Court says revising Constitution to prohibit pardons and amnesty for corruption crimes is unconstitutional
On May 26, a large majority of Romanians voted to ban amnesty and pardon for corruption offences, and to deny the government the right to issue emergency orders in the field of the judiciary. On the same occasion, they agreed to allow other institutions apart from the Ombudsman to challenge the constitutionality of such emergency orders. The referendum in which citizens were asked for their view on these matters had been called by President Klaus Iohannis, who sought to put an end to what he called the offensive of the ruling coalition made up of the Social Democratic Party and the Alliance of Liberals and Democrats against the judicial system.
Following the referendum, political parties, both in power and in opposition, came up with bills revising the Constitution as desired by the people. But on Thursday, the Constitutional Court dealt a heavy blow to these attempts to alter the fundamental law. Although it had ruled that the referendum on this topic was constitutional, the Court now found that proposals to prohibit amnesty and pardon for corruption offences are unconstitutional. The Court says the measure comes against the principle of equality before the law and would amount to a violation of human dignity. Decisions with respect to amnesty and collective or individual pardons should remain in the hands of parliament and of the president of the country, respectively, and a comprehensive and permanent prohibition from granting amnesty and pardon for certain crimes cannot be introduced, the judges claimed.
On the other hand, other proposals included in the bills tabled by Power and Opposition are within constitutional limits, the Court says. These include a provision under which citizens serving final sentences for offences committed knowingly and willfully are not allowed to run in parliamentary, local, presidential and European elections. Also, the excessive resort to emergency government orders can be prevented, with such orders subject to constitutionality checks at the request of the president of the country, of the supreme court, of 50 Deputies or 25 Senators or of the Ombudsman.

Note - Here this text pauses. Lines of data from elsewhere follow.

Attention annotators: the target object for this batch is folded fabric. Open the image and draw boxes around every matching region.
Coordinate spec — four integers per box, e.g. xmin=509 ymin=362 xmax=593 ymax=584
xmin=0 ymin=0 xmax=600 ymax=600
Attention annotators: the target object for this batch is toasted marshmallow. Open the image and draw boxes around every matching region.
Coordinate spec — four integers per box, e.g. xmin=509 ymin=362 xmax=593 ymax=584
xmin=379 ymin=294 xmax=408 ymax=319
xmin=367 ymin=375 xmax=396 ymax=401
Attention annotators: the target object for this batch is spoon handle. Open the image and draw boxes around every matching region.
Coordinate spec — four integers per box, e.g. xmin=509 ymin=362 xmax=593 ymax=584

The National Liberal Party in Opposition sees these Constitutional Court rulings as surprising, given that millions of Romanians voted to prohibit amnesty and pardons for corruption offences on May 26. The Liberal leader Ludovic Orban advised the ruling coalition not to take political advantage of the Court’s decision. On the contrary, the head of the Alliance of Liberals and Democrats Calin Popescu Tariceanu says Thursday’s decision of the Constitutional Court invalidates the President’s move to make amnesty and pardon for corruption crimes illegal, and urged Klaus Iohannis to resign immediately and unconditionally, on grounds that he lured citizens into a reckless exploit.